The purpose of the Department becomes clear when one visits places such as An Cosán in Jobstown, as I did the week before last. I met people who are in direct provision and travel from Carrick-on-Suir to Jobstown to complete their studies. The Government wishes to shut down direct provision and come up with a much better model, but, in the meantime, community education is providing an opportunity for people in direct provision. I met a woman in her 60s who decided to go back to education having previously been a family carer. She completed her degree through An Cosán. People who were lacking in confidence have overcome that hurdle and many others through community education and flexible learning. I have no doubt that the sector for which I now have political responsibility has the opportunity to be transformational in every sense of the word for families and communities in rural and urban Ireland.

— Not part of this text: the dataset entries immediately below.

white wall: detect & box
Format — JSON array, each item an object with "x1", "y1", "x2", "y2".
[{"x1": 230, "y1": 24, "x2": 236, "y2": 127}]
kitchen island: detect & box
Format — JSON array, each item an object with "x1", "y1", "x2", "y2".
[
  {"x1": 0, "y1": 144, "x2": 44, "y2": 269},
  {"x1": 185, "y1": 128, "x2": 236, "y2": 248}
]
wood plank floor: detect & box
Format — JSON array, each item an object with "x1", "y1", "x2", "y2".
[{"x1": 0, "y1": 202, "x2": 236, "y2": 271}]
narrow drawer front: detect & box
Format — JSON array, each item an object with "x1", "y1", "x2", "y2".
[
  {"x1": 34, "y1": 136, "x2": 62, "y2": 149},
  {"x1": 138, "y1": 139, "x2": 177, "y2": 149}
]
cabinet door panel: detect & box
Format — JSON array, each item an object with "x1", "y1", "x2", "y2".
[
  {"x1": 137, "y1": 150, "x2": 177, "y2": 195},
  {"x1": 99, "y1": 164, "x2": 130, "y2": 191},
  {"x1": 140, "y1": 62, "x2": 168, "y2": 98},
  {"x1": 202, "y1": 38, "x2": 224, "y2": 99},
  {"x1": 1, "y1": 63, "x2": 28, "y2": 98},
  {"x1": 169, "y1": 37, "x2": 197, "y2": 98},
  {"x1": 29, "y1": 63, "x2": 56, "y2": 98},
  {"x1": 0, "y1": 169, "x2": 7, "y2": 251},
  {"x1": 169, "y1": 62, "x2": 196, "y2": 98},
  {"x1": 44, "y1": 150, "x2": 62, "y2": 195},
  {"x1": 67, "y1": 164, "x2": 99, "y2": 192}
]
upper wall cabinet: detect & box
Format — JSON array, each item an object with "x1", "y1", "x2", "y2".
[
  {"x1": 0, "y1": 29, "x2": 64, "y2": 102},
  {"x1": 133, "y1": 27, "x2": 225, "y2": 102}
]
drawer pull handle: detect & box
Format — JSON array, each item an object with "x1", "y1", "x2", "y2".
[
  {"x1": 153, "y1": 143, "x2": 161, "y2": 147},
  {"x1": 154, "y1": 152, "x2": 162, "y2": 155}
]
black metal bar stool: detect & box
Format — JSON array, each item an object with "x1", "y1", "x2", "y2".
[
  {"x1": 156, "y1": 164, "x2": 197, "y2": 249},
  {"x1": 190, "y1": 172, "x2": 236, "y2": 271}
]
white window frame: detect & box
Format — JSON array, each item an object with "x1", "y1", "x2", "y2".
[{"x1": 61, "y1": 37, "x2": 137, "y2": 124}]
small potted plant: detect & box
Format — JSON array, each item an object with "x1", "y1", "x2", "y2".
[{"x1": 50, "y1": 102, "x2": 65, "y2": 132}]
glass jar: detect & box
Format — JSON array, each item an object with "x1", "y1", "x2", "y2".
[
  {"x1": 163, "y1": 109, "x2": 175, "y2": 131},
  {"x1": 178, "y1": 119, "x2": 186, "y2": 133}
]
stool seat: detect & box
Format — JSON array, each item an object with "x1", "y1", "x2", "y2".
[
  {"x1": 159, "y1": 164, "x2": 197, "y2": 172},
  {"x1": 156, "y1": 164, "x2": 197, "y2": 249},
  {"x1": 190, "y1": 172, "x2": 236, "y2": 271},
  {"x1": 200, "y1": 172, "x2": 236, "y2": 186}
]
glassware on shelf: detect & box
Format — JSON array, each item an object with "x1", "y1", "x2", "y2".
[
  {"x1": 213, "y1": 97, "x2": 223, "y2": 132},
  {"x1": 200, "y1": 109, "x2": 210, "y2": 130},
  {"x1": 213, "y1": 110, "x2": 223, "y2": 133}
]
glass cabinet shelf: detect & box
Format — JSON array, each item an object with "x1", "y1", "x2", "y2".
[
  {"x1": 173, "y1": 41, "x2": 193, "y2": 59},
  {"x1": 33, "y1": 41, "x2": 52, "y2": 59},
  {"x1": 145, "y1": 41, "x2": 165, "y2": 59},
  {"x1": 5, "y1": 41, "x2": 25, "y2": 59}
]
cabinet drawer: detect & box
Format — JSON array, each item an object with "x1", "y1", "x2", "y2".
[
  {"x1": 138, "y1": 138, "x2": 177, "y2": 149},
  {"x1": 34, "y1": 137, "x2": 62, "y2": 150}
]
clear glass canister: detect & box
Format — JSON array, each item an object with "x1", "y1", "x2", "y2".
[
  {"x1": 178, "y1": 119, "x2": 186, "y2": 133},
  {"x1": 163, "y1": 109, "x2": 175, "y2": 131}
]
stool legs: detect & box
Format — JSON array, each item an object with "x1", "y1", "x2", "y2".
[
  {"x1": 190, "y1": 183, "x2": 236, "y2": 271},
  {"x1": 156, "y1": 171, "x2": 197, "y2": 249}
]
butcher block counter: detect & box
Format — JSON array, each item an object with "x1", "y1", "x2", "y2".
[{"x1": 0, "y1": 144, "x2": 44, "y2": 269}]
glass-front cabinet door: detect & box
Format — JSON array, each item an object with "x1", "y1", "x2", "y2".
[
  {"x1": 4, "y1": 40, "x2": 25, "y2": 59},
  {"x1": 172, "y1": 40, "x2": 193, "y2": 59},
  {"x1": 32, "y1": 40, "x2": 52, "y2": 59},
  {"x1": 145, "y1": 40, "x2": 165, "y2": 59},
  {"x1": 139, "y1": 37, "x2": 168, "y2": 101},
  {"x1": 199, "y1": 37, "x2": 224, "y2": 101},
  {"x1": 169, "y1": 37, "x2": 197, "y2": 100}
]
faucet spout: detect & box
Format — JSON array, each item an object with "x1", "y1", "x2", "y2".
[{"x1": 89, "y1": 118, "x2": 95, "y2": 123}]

The name of the Department is long as we could not come up with a snappy title, but the Bill is short and quite technical in nature. It allows for the creation of the Department. It provides for the body of law which relates to ministerial powers and Departments to apply to the new Department. It also allows for certain orders to be made in respect of the new Department and my office as Minister. These orders include transfer of functions and alteration of name orders. As Deputies will be aware, the transfer of most legal functions into the Department will take place through transfer of functions orders from the Departments of Education and Skills and Business, Enterprise and Innovation. Work is under way on these issues with a view to an expeditious transfer of responsibilities. I hope most of that work will be completed before the House resumes after the summer recess.

It is a great honour to be the first holder of this important post. I am very excited by the opportunities we will have to make a difference and implement the ambitious range of measures relating to this sector which are outlined in the programme for Government. I and the Minister of State, Deputy Collins, look forward to hearing the contributions of Members and having an opportunity to engage substantively with them on the many issues in the areas of further education, higher education, training, skills, research, science and innovation.